Pre-registered commitments¶
pgrid, sample sizes, andksweep range for Arm A are fixed before data collection.- Judge prompt rubric, judge model versions, and excluded observable
features for Arm B will be version-locked at
swarm/judges/rubric_v1.mdbefore any Arm B data collection. - The Krippendorff α decision threshold for Arm C is set in advance.
- The CSV schema downstream studies join against is frozen before the adaptive study begins.

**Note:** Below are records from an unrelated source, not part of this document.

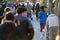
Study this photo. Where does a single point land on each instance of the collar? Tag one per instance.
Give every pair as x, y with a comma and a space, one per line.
9, 21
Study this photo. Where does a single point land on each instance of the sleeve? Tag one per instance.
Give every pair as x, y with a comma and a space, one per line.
39, 15
30, 30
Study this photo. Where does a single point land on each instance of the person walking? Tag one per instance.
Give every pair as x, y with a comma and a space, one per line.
42, 16
37, 10
25, 25
7, 29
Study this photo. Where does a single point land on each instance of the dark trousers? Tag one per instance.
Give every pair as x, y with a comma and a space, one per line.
42, 26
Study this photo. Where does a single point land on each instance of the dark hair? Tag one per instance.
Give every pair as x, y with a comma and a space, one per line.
20, 10
7, 9
42, 7
37, 4
9, 16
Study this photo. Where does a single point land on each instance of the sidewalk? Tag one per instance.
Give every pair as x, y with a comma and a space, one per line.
36, 27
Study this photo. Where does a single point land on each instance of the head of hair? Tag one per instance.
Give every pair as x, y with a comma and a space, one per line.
9, 16
20, 10
6, 9
37, 4
42, 7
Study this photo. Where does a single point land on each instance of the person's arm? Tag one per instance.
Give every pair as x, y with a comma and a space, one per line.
30, 30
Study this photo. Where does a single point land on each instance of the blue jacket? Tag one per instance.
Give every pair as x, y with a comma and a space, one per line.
42, 15
26, 27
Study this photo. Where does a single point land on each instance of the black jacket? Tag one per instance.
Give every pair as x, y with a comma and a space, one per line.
25, 27
7, 31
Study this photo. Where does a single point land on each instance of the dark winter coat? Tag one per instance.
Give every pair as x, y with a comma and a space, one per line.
25, 27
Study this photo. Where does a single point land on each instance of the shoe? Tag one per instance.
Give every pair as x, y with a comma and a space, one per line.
41, 35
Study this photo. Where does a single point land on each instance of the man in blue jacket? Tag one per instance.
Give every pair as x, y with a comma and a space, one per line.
25, 24
42, 15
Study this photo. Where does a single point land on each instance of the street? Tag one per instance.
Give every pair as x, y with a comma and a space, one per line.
36, 27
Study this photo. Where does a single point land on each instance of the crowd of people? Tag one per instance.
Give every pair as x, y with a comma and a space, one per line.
15, 25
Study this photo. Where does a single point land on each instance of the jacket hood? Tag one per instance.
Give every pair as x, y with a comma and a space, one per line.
51, 15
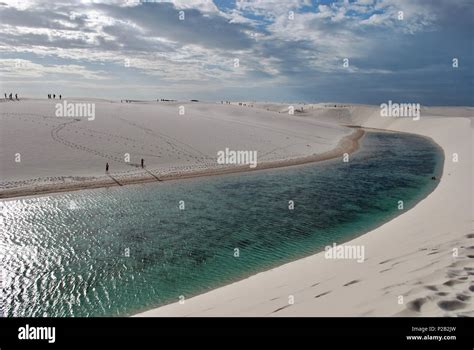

- All judge calls are logged in append-only JSONL alongside the run artifacts for full reproducibility.
Outcomes¶
pis well-calibrated AND judges agree (α ≥ 0.7): the strong result. Adaptive study unblocked with confidence;pcan be reported as a calibrated proxy; judge serves as the un-gameable anchor.pis poorly calibrated but judges agree: the framework still has a usable external anchor; we report the calibration gap honestly and re-tunek. Adaptive study still unblocked.- Judges disagree (α < 0.5): the anchor itself is too noisy. The adaptive study cannot rely on a single ensemble score. We either add judges, switch models, or fall back to a smaller human-rated subsample. This is itself a publishable result about LLM-judge reliability.
pwell-calibrated AND judges agree with each other, but the proxy and the judge ensemble disagree:pand the external judge measure different things. Most interesting result — interpret carefully; this is where the proxy-gaming threat model lives.
Order of operations¶
- Arm A — proxy fidelity on existing static-baseline data (no new runs needed if logs are sufficient). Cheap, runs first.
- Arm B — build judge pipeline, freeze rubric, run on stratified sample.
- Arm C — compute agreement on Arm B's output.
- Freeze the joined CSV schema. Adaptive study (arms 1–3) is unblocked.
Arm A is independent and can begin immediately. Arms B and C share the judge pipeline and are run in sequence.